SCSI stands for "Small Computer System Interface", and is a standard interface and command set for transferring data between devices on a computer bus. SCSI is pronounced "scuzzy" when spoken aloud.

What is SCSI used for?

SCSI is most commonly used for hard disks and tape storage devices, but also connects a wide range of other devices, including scanners, CD-ROM drives, CD recorders, and DVD drives. In fact, the entire SCSI standard promotes device independence, which means that theoretically anything can be made SCSI.

Different SCSI Standards

As of 2003, there have only been three SCSI standards: SCSI-1, SCSI-2, and SCSI-3. All SCSI standards have been modular, defining various capabilities which manufacturers can include or not. Individual vendors and SCSITA have given names to specific combinations of capabilities. For example, the term "Ultra SCSI" is not defined anywhere in the standard, but is used to refer to SCSI implementations that signal at twice the rate of "Fast SCSI." Such a signalling rate is not compliant with SCSI-2 but is one option allowed by SCSI-3. Similarly, no version of the standard requires low-voltage-differential (LVD) signalling, but products called Ultra-2 SCSI include this capability.
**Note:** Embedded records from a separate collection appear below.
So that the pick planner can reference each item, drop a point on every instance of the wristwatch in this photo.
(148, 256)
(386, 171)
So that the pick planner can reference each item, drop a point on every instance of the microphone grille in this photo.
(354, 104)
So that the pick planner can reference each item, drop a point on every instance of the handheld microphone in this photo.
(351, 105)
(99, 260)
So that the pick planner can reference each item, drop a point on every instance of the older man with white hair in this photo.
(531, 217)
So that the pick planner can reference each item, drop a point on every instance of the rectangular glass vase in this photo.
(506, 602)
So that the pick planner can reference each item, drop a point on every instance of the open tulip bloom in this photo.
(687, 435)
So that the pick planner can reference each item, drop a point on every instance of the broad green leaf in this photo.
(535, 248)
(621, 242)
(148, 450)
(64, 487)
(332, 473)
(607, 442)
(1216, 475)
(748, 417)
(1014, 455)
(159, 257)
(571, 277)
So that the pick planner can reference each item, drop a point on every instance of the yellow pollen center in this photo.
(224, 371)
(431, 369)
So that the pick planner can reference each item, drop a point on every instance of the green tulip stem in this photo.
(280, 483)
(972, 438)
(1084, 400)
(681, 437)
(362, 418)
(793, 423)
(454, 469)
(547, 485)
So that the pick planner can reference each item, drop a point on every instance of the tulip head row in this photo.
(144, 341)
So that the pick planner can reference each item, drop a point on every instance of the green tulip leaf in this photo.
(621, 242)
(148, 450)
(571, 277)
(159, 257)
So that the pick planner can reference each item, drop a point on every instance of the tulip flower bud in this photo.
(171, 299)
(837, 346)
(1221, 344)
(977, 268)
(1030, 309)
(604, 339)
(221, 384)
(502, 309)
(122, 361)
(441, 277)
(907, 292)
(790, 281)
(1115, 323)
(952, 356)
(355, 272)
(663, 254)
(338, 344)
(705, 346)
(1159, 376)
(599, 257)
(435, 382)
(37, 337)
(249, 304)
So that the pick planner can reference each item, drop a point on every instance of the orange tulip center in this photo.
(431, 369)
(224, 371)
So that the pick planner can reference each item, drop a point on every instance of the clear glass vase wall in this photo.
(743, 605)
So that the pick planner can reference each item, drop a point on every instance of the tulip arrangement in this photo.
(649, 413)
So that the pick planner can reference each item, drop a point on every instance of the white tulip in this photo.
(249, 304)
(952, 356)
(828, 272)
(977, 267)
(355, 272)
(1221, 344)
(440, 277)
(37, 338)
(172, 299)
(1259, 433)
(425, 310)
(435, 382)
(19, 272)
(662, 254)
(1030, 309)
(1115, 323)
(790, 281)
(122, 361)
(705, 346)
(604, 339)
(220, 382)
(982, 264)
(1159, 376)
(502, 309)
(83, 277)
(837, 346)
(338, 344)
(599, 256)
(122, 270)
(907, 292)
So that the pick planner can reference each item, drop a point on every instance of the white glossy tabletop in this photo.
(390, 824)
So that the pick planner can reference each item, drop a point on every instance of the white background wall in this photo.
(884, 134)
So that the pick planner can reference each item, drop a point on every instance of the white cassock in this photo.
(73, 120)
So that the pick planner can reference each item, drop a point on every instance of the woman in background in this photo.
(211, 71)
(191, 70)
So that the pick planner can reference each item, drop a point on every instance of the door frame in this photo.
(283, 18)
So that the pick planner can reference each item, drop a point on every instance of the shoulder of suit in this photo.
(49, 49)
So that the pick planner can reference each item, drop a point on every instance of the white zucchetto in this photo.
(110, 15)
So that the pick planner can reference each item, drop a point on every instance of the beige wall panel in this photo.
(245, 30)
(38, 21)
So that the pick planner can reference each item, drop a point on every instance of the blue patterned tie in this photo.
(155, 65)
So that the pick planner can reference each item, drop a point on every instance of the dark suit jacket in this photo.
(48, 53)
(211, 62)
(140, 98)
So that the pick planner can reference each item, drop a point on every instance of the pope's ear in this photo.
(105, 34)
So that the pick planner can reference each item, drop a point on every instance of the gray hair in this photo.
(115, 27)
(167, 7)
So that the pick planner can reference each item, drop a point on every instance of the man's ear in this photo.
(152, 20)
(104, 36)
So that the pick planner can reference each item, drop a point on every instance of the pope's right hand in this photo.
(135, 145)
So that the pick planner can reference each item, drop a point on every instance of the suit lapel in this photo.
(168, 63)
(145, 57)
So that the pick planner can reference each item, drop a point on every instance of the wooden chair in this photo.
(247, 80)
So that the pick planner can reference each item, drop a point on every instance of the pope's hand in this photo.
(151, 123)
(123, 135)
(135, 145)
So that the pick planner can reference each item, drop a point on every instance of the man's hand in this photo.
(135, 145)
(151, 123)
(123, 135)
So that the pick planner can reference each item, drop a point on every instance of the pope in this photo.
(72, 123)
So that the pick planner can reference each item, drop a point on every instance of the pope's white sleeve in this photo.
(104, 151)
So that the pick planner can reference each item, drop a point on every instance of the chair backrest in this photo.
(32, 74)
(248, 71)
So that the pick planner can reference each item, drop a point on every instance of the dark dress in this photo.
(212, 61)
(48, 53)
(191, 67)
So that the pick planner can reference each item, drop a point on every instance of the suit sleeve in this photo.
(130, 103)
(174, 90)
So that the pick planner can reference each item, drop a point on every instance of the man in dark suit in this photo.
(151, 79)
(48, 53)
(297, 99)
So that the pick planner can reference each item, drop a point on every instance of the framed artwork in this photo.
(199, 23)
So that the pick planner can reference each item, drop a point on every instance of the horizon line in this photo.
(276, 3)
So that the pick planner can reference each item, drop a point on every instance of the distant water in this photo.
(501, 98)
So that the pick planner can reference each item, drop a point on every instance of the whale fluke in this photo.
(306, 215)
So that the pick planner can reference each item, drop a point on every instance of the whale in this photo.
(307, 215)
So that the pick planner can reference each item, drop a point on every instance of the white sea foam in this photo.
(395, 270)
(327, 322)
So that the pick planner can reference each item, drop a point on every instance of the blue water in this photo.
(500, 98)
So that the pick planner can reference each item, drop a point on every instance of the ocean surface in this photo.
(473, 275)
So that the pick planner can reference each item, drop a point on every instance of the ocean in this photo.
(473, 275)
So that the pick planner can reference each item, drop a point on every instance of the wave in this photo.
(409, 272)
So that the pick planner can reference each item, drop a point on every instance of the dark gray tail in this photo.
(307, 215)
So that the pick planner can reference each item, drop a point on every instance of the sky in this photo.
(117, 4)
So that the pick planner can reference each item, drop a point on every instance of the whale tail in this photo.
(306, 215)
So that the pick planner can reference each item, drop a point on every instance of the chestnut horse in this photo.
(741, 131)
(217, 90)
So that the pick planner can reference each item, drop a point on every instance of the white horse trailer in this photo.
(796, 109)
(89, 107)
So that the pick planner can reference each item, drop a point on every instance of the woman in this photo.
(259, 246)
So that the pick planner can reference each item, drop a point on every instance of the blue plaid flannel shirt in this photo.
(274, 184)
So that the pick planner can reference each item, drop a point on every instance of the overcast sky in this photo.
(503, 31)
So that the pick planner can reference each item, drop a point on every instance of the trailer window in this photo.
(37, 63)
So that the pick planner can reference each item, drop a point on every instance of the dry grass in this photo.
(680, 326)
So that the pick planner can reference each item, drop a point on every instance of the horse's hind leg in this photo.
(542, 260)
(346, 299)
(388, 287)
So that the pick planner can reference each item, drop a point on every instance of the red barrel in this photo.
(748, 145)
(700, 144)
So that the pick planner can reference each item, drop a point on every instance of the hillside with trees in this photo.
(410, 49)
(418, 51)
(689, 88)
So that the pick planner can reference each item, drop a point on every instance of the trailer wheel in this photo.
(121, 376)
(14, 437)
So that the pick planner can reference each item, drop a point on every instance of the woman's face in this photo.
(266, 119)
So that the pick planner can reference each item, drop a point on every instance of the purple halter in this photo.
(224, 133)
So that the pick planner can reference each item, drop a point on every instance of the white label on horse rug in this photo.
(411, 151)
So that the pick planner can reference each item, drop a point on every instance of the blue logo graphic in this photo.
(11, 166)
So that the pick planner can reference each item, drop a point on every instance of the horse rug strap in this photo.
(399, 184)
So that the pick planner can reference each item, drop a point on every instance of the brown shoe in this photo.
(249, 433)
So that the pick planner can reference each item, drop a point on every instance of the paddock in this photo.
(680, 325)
This terminology is helpful to consumers, because "Ultra-2 SCSI" device has a better-defined set of capabilities than simply identifying it as "SCSI-3."

Starting with SCSI-3, the SCSI standard has been maintained as a loose collection of standards, each defining a certain piece of the SCSI architecture, and bound together by the SCSI Architectural Model. This change divorces SCSI's various interfaces from the command set, allowing devices that support SCSI commands to use any interface (including ones not otherwise specified by T10), and also allowing the interfaces that are defined by T10 to develop on their own terms. This change is also why there is no "SCSI-4".

SCSI 1

The original standard that was derived from SASI and formally adopted in 1986 by ANSI. SCSI-1 features an 8-bit bus (with parity), running asynchronously at 3.5 MB/s or 5 MB/s in synchronous mode, and a maximum bus cable length of 6 meters (just under 20 feet -- compare that to the 18 inch (0.45 meter) limit of the ATA interface). A variation on the original standard included a high-voltage differential (HVD) implementation whose maximum cable length was many times that of the single-ended versions.

SCSI 2

This standard was introduced in 1989 and gave rise to the Fast SCSI and Wide SCSI variants. Fast SCSI doubled the maximum transfer rate to 10 MB/s and Wide SCSI doubled the bus width to 16 bits on top of that (to reach 20 MB/s). However, these improvements came at the minor cost of a reduced maximum cable length to 3 meters. SCSI-2 also specified a 32-bit version of Wide SCSI, which used 2 16-bit cables per bus; this was largely ignored by SCSI device makers because it was expensive and unnecessary, and was officially retired in SCSI-3.

SCSI 3

Before Adaptec and later SCSITA codified the terminology, the first parallel SCSI devices that exceeded the SCSI-2 capabilities were simply designated SCSI-3. These devices, also known as Ultra SCSI and fast-20 SCSI, were introduced in 1992. The bus speed doubled again to 20 MB/s for narrow (8 bit) systems and 40 MB/s for wide. The maximum cable length stayed at 3 meters but ultra SCSI developed an undeserved reputation for extreme sensitivity to cable length and condition (faulty cables, connectors or terminators were often to blame for instability problems).

Ultra 2

This standard was introduced c. 1997 and featured a low voltage differential (LVD) bus. For this reason ultra-2 is sometimes referred to as LVD SCSI. Using LVD technology, it became possible to allow a maximum bus cable length of 12 meters (almost 40 feet!), with much greater noise immunity. At the same time, the data transfer rate was increased to 80 MB/s. Ultra-2 SCSI actually had a relatively short lifespan, as it was soon superseded by ultra-3 (ultra-160) SCSI.

Ultra 3

Also known as Ultra-160 SCSI and introduced toward the end of 1999, this version was basically an improvement on the ultra-2 standard, in that the transfer rate was doubled once more to 160 MB/s by the use of double transition clocking. Ultra-160 SCSI offered new features like cyclic redundancy check (CRC), an error correcting process, and domain validation.

Ultra 320

This is the ultra-160 standard with the data transfer rate doubled to 320 MB/s. Nearly all new SCSI hard drives being manufactured at the time of this writing (October 2003) are actually ultra-320 devices.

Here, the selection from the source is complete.